Une menace de guerre plus immédiate
Les doutes quant à savoir si Trump était réellement sérieux sur ce qu’il avait dit pendant sa campagne volatile s’étaient dissipés dans la première semaine de sa présidence, quand il a interdit aux Iraniens et à beaucoup d’autres d’entrer aux États-Unis sur la base d’un peu plus que du sectarisme.
Peu de temps après l’interdiction, Trump a commencé à mettre à mort l’accord nucléaire moyennant un millier de coupes. Des accords majeurs avec des sociétés internationales comme Boeing n’ont jamais vu le jour. Les banques européennes, craignant les sanctions américaines qui restaient en vigueur, ont refusé de réintégrer le marché iranien. De plus, M. Trump et ses hauts fonctionnaires ont violé l’accord à maintes reprises, mettant en garde les entreprises étrangères contre le fait de faire du business avec l’Iran tout en laissant dans le doute la mise en œuvre des engagements des États-Unis.
Et en mars, Trump a commencé à promouvoir les voix les plus caustiques sur l’Iran à des postes clés en matière de sécurité nationale. John Bolton, qui n’a jamais cessé d’appeler à bombarder l’Iran et a pris l’argent d’un culte terroriste iranien détesté qui cherche à changer de régime, est devenu conseiller en matière de sécurité nationale. Mike Pompeo, l’un des principaux opposants à l’accord nucléaire, est maintenant secrétaire d’État. La menace de guerre est de retour, cette fois plus imminente que jamais auparavant.

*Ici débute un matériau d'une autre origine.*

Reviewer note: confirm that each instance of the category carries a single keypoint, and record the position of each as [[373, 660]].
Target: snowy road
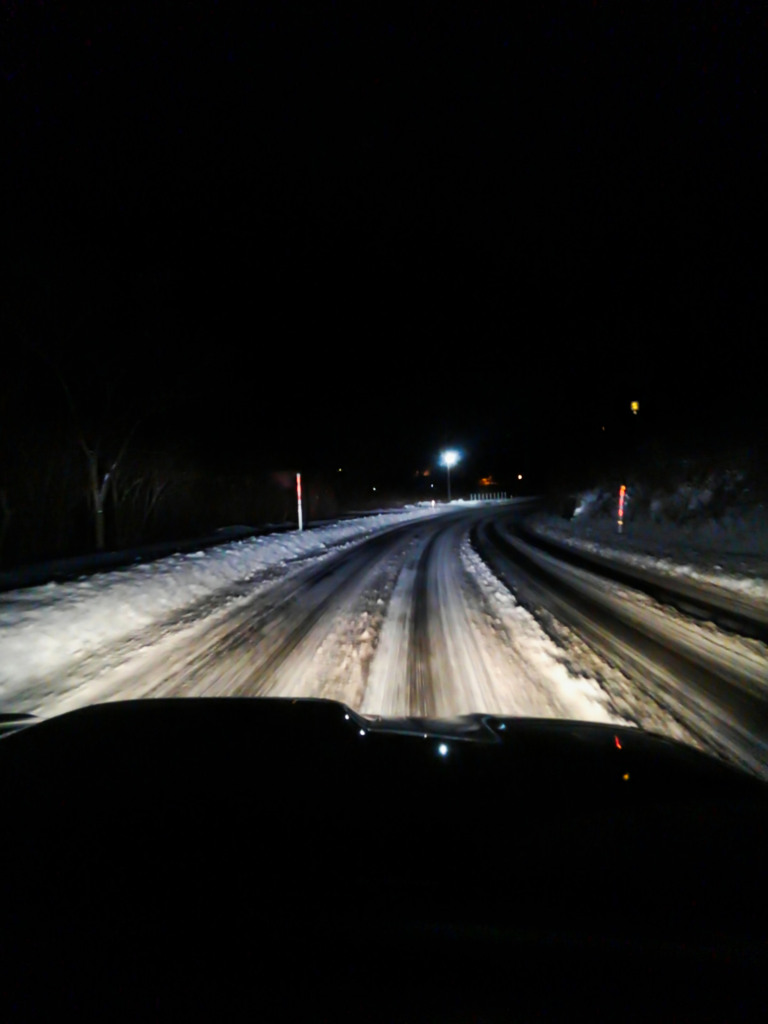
[[403, 616]]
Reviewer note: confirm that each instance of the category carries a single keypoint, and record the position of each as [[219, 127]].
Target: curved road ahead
[[443, 615]]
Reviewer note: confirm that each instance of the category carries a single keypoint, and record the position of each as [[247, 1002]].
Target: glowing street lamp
[[449, 459]]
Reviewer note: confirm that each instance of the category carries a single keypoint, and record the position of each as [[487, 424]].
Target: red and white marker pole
[[622, 493]]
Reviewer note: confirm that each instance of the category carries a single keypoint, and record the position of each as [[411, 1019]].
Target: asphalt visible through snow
[[448, 615]]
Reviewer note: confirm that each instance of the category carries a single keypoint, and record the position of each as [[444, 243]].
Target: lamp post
[[449, 459]]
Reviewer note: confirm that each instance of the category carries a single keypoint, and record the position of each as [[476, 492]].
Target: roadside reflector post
[[622, 494]]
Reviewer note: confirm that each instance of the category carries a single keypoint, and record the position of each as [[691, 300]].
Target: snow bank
[[714, 530], [43, 629]]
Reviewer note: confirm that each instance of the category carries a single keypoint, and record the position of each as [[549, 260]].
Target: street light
[[449, 459]]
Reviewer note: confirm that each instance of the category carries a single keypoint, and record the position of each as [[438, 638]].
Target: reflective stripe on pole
[[622, 494]]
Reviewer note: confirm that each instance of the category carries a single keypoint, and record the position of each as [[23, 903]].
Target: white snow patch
[[44, 629]]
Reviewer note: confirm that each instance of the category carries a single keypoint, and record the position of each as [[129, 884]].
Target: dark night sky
[[338, 232]]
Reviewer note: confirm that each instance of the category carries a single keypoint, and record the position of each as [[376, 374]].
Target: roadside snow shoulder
[[752, 588], [43, 629]]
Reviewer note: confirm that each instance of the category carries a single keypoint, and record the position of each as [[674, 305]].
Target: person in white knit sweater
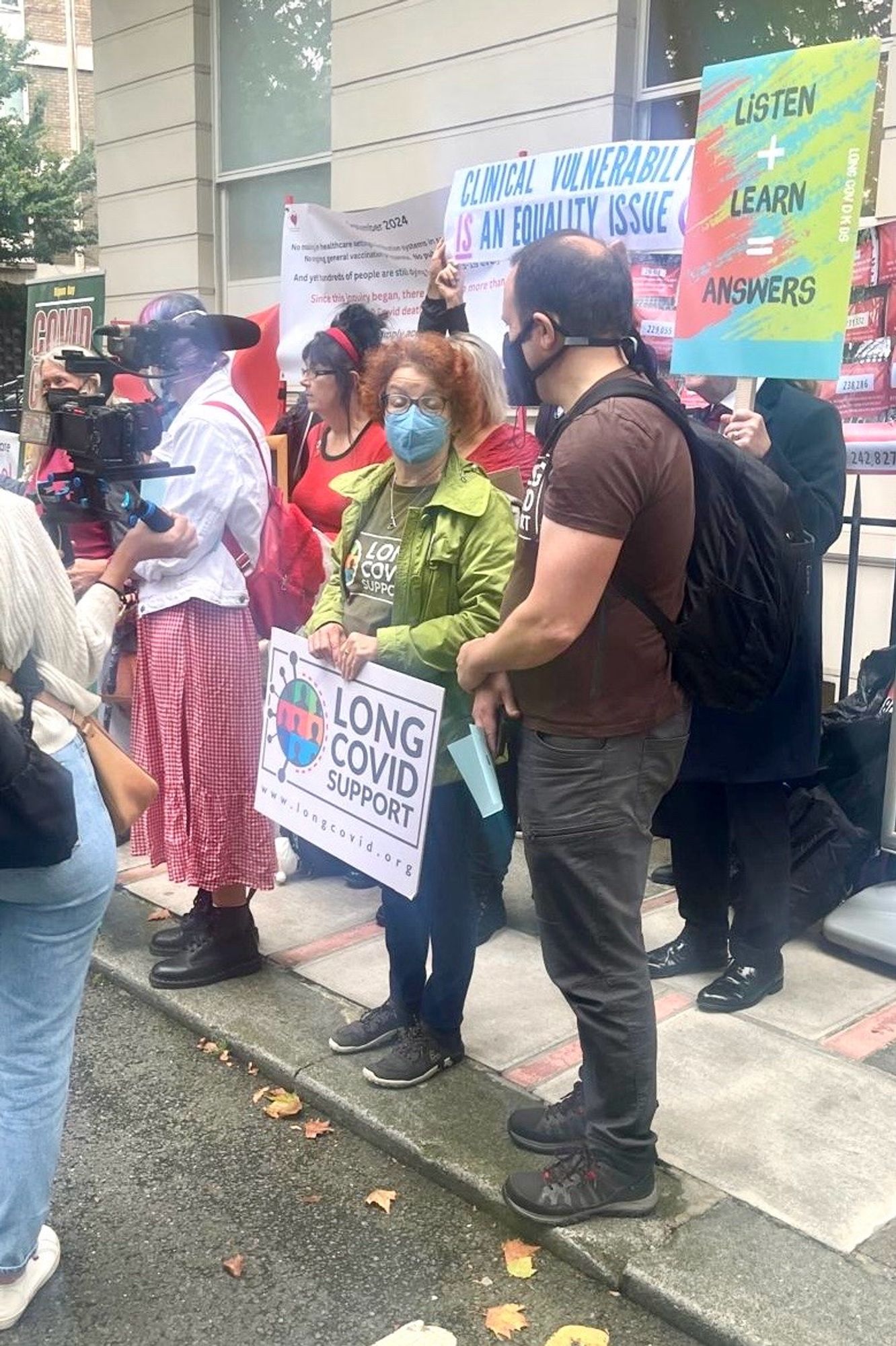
[[49, 916]]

Beaucoup d’Iraniens se sentent à nouveau désespérés, en raison d’une variété de facteurs, dont le moindre n’est pas une économie étouffée par les sanctions, un fait qui s’est manifesté en décembre et janvier lorsque l’Iran a été secoué par les plus grandes manifestations depuis le Mouvement vert de 2009. Pourtant, beaucoup sont restés chez eux, non pas pour soutenir le régime, mais par crainte de la suite.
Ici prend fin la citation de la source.